Now, police are saying that they were never told about it and neighbors said they weren’t either.

Chief Investigator Rick Earle got a tip about this and started looking into it.

He obtained Ring doorbell camera video that showed gunfire in Beltzhoover just after 2 a.m. on Monday.

Percina Grier: Heard three at one time and then I think two more at one time.

It caught Percina Grier off guard.

Grier: Oh, I need to duck on the floor, get under the bed, or what?

Earle: You were scared?

Grier: Yeah, I was scared.

Minutes later, her doorbell camera captured police arriving. More came and frantically began searching the park just across the street.

Grier: They were going down, running down the hillside with their flashlights and whatever else they had.

She said they eventually left, but she never heard what they were going until Channel 11 told her.

Earle: I guess you’re just learning from us. It was sharpshooters with the USDA shooting deer.

Grier: I just hope they’re as sharp as they say they are.

11 Investigates has learned that USDA sharpshooters working in McKinley Park set off a nearby ShotSpotter on two separate days and police, who responded both times, had no idea they were there.

Pittsburgh Public Safety Information Officers Emily Bourne said the sharpshooters were used in Frick and Riverview parks last year to help control the deer population and this year the program expanded to McKinley.
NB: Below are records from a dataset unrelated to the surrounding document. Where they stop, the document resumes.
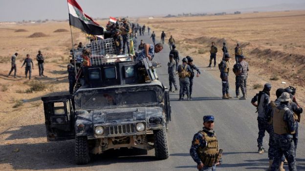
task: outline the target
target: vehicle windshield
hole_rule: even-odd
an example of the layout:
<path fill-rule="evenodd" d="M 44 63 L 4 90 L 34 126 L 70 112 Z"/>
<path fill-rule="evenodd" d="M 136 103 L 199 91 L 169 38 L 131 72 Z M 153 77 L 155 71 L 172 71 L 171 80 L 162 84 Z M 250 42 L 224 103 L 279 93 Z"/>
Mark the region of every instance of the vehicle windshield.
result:
<path fill-rule="evenodd" d="M 122 106 L 157 102 L 155 92 L 152 90 L 132 92 L 95 91 L 81 96 L 81 109 L 90 110 Z M 114 107 L 115 106 L 112 106 Z M 116 106 L 115 106 L 116 107 Z"/>

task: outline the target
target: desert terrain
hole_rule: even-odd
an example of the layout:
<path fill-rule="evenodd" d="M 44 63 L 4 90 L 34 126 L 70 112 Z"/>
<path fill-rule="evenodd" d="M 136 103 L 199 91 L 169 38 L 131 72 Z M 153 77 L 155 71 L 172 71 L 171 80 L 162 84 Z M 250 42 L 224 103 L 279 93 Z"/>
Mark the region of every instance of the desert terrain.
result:
<path fill-rule="evenodd" d="M 100 23 L 106 22 L 99 21 Z M 151 27 L 152 32 L 155 31 L 159 37 L 157 41 L 162 30 L 167 34 L 167 41 L 170 36 L 173 35 L 181 57 L 187 55 L 193 57 L 194 63 L 203 71 L 202 74 L 204 72 L 213 71 L 211 73 L 217 79 L 219 79 L 219 84 L 217 66 L 206 68 L 210 43 L 215 41 L 218 48 L 218 64 L 222 56 L 222 42 L 227 43 L 230 54 L 234 57 L 234 48 L 238 42 L 249 64 L 248 98 L 258 93 L 263 84 L 268 82 L 273 86 L 273 94 L 280 87 L 295 86 L 298 101 L 302 106 L 305 104 L 303 98 L 305 95 L 305 11 L 139 19 L 138 22 Z M 58 29 L 62 30 L 54 32 Z M 72 30 L 74 43 L 86 42 L 84 33 L 75 28 Z M 71 48 L 68 22 L 0 25 L 0 170 L 31 170 L 33 168 L 27 166 L 31 162 L 29 158 L 38 158 L 45 154 L 49 154 L 53 161 L 57 161 L 59 159 L 56 158 L 56 153 L 67 151 L 72 152 L 70 151 L 73 149 L 53 149 L 42 144 L 46 143 L 46 140 L 45 131 L 40 130 L 44 128 L 41 97 L 68 93 L 66 65 Z M 38 76 L 36 56 L 39 50 L 45 59 L 44 75 L 47 77 Z M 11 57 L 16 52 L 19 54 L 16 60 L 18 78 L 13 78 L 12 75 L 8 77 Z M 21 68 L 27 54 L 30 55 L 34 63 L 31 80 L 25 78 L 24 68 Z M 232 66 L 234 61 L 232 57 Z M 230 88 L 234 90 L 235 78 L 231 73 Z M 282 84 L 282 81 L 286 83 Z M 272 98 L 274 99 L 274 95 Z M 32 155 L 31 150 L 27 149 L 26 145 L 33 144 L 37 145 L 31 147 L 42 149 L 36 156 Z M 23 144 L 21 150 L 19 144 Z M 27 152 L 22 152 L 22 154 L 20 154 L 20 151 L 24 149 Z M 12 161 L 15 160 L 19 163 L 15 163 L 14 167 L 10 163 L 14 163 Z M 43 165 L 30 165 L 36 168 L 47 169 L 42 166 Z"/>

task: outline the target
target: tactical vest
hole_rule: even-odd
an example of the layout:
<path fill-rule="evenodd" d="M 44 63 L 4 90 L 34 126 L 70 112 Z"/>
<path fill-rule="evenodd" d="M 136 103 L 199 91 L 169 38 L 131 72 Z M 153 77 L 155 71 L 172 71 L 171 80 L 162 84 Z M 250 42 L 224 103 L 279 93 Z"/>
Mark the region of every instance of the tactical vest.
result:
<path fill-rule="evenodd" d="M 179 73 L 179 77 L 184 78 L 187 77 L 190 77 L 190 72 L 186 71 L 187 68 L 187 65 L 184 66 L 183 68 L 183 65 L 181 65 L 181 72 Z"/>
<path fill-rule="evenodd" d="M 273 112 L 273 130 L 274 133 L 282 135 L 285 133 L 293 134 L 295 132 L 290 132 L 288 128 L 287 123 L 284 121 L 283 118 L 285 112 L 289 110 L 287 108 L 282 109 L 275 109 Z"/>
<path fill-rule="evenodd" d="M 213 137 L 209 136 L 207 133 L 202 131 L 198 133 L 202 135 L 202 138 L 206 142 L 206 146 L 203 148 L 199 147 L 197 150 L 197 153 L 204 166 L 212 167 L 218 162 L 217 158 L 219 153 L 216 135 L 214 134 Z"/>

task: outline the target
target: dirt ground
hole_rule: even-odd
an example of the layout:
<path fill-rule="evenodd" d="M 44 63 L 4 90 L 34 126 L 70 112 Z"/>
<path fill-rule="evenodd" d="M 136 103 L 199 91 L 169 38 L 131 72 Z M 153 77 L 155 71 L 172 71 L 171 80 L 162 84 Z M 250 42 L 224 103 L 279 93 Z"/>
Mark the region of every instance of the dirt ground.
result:
<path fill-rule="evenodd" d="M 158 36 L 162 30 L 165 31 L 167 38 L 172 35 L 177 43 L 177 49 L 183 56 L 193 57 L 195 63 L 203 70 L 203 74 L 204 72 L 218 70 L 206 68 L 211 41 L 216 42 L 219 51 L 217 64 L 222 55 L 221 48 L 224 40 L 232 56 L 236 43 L 240 42 L 250 65 L 249 96 L 260 90 L 261 88 L 253 89 L 256 84 L 271 82 L 273 90 L 293 85 L 297 88 L 298 100 L 303 106 L 305 99 L 301 97 L 305 95 L 305 11 L 290 11 L 150 20 L 140 19 L 139 22 L 151 27 L 152 32 L 154 31 Z M 58 29 L 68 31 L 54 33 Z M 68 22 L 0 25 L 1 170 L 62 170 L 75 167 L 73 156 L 65 160 L 56 158 L 56 154 L 73 153 L 72 142 L 46 142 L 41 100 L 44 95 L 67 94 L 66 65 L 71 47 L 69 30 Z M 85 41 L 85 35 L 79 30 L 72 28 L 72 32 L 75 43 Z M 45 59 L 44 75 L 47 77 L 38 76 L 35 58 L 39 50 Z M 17 78 L 11 76 L 7 77 L 11 67 L 11 57 L 15 52 L 19 54 L 16 60 Z M 31 80 L 25 78 L 24 69 L 21 68 L 27 54 L 34 63 Z M 232 66 L 234 60 L 231 62 Z M 211 73 L 219 77 L 218 72 Z M 233 73 L 230 76 L 231 88 L 234 89 Z M 271 77 L 279 79 L 270 80 Z M 29 90 L 31 85 L 38 81 L 45 85 L 44 90 L 34 92 Z M 282 84 L 282 81 L 287 83 Z M 53 149 L 52 147 L 55 144 L 62 148 Z M 49 158 L 56 163 L 50 163 Z M 41 161 L 44 162 L 35 162 Z"/>
<path fill-rule="evenodd" d="M 162 31 L 166 34 L 166 42 L 168 43 L 172 35 L 176 49 L 181 54 L 180 60 L 190 56 L 204 72 L 218 70 L 223 42 L 233 57 L 230 60 L 232 68 L 235 63 L 234 48 L 239 42 L 249 64 L 248 98 L 262 89 L 255 89 L 255 85 L 263 86 L 270 82 L 274 94 L 272 99 L 275 98 L 276 89 L 291 85 L 297 88 L 299 103 L 302 106 L 305 104 L 303 98 L 305 95 L 305 11 L 141 19 L 139 22 L 152 28 L 158 42 Z M 216 68 L 213 69 L 206 67 L 212 41 L 218 48 Z M 211 72 L 219 77 L 220 73 Z M 232 71 L 230 74 L 230 88 L 235 90 L 235 76 Z M 286 84 L 282 84 L 283 81 Z"/>

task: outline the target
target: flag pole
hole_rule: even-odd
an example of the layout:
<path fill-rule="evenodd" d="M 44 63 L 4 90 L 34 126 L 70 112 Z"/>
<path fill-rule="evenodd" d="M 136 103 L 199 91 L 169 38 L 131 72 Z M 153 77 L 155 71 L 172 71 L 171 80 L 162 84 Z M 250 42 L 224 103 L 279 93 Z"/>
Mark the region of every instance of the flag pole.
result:
<path fill-rule="evenodd" d="M 69 13 L 69 25 L 70 25 L 70 32 L 71 32 L 71 40 L 72 41 L 72 51 L 73 52 L 72 57 L 74 60 L 74 71 L 75 72 L 75 79 L 76 79 L 76 76 L 77 75 L 77 71 L 76 71 L 76 61 L 75 61 L 75 56 L 74 54 L 74 46 L 73 43 L 73 36 L 72 35 L 72 27 L 70 23 L 70 13 L 69 13 L 69 2 L 67 0 L 67 5 L 68 6 L 68 13 Z"/>

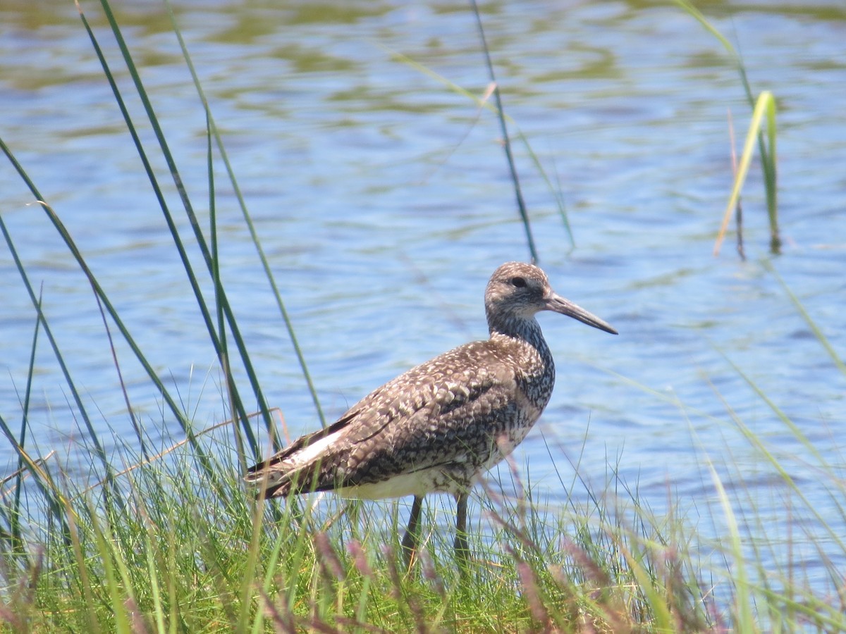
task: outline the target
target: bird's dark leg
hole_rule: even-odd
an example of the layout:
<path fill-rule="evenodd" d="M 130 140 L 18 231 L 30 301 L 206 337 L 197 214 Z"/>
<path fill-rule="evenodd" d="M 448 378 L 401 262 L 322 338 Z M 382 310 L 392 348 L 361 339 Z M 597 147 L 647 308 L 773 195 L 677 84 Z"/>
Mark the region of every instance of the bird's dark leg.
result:
<path fill-rule="evenodd" d="M 417 548 L 417 536 L 420 533 L 420 510 L 422 508 L 423 496 L 415 495 L 415 501 L 411 505 L 411 515 L 409 516 L 409 525 L 405 528 L 405 536 L 403 538 L 403 557 L 405 560 L 406 570 L 411 567 L 411 561 Z"/>
<path fill-rule="evenodd" d="M 470 558 L 470 549 L 467 545 L 467 498 L 462 493 L 456 497 L 458 506 L 455 511 L 455 558 L 459 565 L 464 566 Z"/>

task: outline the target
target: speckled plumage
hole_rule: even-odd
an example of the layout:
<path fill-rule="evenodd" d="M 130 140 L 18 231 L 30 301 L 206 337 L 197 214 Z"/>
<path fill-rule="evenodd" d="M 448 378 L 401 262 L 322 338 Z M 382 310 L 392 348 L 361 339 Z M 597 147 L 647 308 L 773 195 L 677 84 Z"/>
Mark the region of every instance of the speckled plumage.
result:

Bourne: We had a slight kerfuffle with some just internal communications going from one arm of public safety to the other, just where this information didn’t trickle down to our officers.

Bourne said the sharpshooters work overnight when the parks are closed, shoot only in designated areas, and rely on thermal sensors to verify targets. Most are former military members.

Bounre: They shoot from a great distance, a once-inch target, 100% accuracy, three times in a row.

She says the sharpshooters use sound suppressors. She says this is the first time it’s set off a ShotSpotter alert.

Bourne: We haven’t had this be an issue in the past, but also three might be a supersensitive sensor in this area or they were just in a different part of the park, so it triggered that sensor two nights in a row.

While the city issued news releases about the sharpshooters, some neighbors say that at a community meeting last year, they reluctantly agreed to allow archery hunters, but not rifles.

“Okay, we’ll use bows and arrows and come to find out ... they’re using guns and we didn’t even get told about it,” resident Steven Coley said.

Channel 11 did find at least two signs posted around the park about targeted harvesting, but no mention of sharpshooters or rifles.

Neighbors say it’s too close for comfort.

Grier: I know not to try to go out in the park at that time of the night because my dog, she liked to go out.

Coley: We do need to narrow the herd down, but at what cost? I don’t know.

The city maintains that there was ample publicity and notification about the sharpshooters.

They say the program is winding down now, but will continue next season.

All of the deer meat is donated to local food banks.